Per FibreConnect, l’intervento nell’area industriale di Diegaro si inserisce nel più ampio piano di copertura delle Aree Industriali e Artigianali, volto a supportare la capacità di innovazione e di sviluppo sostenibile delle imprese e a colmare il divario infrastrutturale che ancora interessa molte PMI italiane.

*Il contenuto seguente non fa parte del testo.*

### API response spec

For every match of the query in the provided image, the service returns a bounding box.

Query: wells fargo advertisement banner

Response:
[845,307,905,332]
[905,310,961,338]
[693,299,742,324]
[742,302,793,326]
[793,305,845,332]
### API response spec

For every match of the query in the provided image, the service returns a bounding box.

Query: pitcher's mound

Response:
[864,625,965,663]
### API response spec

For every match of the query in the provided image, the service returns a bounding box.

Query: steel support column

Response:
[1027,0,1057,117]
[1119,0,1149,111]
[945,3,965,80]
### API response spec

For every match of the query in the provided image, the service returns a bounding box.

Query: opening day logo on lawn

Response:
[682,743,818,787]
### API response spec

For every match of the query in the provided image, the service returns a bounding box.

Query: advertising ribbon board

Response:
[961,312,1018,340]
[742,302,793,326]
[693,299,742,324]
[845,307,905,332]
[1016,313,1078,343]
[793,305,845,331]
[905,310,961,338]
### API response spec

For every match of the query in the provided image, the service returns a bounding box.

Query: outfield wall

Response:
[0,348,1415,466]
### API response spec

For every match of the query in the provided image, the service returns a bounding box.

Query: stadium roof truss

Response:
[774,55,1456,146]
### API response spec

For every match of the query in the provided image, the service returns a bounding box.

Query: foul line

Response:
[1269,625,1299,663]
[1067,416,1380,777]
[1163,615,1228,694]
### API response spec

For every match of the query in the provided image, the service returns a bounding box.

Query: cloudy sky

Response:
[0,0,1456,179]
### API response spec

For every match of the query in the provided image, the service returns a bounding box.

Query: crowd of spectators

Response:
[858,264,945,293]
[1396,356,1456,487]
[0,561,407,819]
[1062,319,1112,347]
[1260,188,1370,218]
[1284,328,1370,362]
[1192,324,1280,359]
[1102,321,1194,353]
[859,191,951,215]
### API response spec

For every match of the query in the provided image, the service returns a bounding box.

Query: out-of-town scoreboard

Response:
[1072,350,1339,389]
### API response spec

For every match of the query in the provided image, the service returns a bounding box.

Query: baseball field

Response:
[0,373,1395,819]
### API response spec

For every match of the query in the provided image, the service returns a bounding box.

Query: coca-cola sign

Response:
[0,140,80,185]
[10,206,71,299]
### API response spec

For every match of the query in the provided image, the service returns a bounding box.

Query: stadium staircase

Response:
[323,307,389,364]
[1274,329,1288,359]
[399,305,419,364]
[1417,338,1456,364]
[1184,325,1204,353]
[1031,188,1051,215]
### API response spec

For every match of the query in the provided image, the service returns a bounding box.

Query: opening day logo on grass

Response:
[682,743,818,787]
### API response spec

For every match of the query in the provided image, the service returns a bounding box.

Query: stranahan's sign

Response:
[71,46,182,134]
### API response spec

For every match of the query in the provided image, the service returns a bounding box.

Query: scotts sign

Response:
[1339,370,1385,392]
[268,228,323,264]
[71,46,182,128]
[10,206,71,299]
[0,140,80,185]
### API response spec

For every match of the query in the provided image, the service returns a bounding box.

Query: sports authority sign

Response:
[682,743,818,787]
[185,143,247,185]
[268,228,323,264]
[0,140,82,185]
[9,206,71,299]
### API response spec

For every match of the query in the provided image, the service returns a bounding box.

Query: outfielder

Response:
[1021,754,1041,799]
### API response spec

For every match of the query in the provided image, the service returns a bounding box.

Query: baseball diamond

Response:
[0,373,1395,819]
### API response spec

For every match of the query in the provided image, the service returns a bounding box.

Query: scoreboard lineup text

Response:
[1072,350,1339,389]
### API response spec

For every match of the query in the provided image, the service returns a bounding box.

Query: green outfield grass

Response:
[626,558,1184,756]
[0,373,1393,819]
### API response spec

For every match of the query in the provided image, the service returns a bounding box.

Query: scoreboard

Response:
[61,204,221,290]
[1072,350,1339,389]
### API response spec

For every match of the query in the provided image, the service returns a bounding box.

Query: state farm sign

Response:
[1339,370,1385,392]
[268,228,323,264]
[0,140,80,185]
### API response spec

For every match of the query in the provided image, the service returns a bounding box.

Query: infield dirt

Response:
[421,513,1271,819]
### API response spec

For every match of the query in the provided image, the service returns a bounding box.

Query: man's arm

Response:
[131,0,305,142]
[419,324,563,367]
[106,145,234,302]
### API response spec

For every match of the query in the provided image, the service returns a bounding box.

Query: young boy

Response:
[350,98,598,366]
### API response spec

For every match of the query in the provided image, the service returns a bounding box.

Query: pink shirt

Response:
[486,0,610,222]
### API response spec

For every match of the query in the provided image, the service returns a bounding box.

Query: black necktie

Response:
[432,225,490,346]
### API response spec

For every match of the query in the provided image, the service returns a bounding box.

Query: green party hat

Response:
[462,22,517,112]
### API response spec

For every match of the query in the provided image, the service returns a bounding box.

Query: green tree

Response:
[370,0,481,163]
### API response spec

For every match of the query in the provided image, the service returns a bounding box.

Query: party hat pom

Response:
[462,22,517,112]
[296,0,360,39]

“Il nostro obiettivo è raggiungere proprio quelle zone dove la qualità della connettività non è adeguata alle esigenze attuali” – ha evidenziato Renzo Ravaglia, (nella foto) Amministratore Delegato di FibreConnect. “Ogni nuova area che abilitiamo alla fibra ottica è un passo in più verso un ecosistema produttivo più moderno, competitivo e capace di utilizzare appieno le opportunità offerte dalla trasformazione digitale”.
Il collegamento in fibra ottica rappresenta anche un investimento strategico per la comunità. Una rete moderna favorisce la crescita dell’intero sistema produttivo, rende l’area industriale più attrattiva per nuovi insediamenti e contribuisce a creare un ambiente fertile per l’innovazione.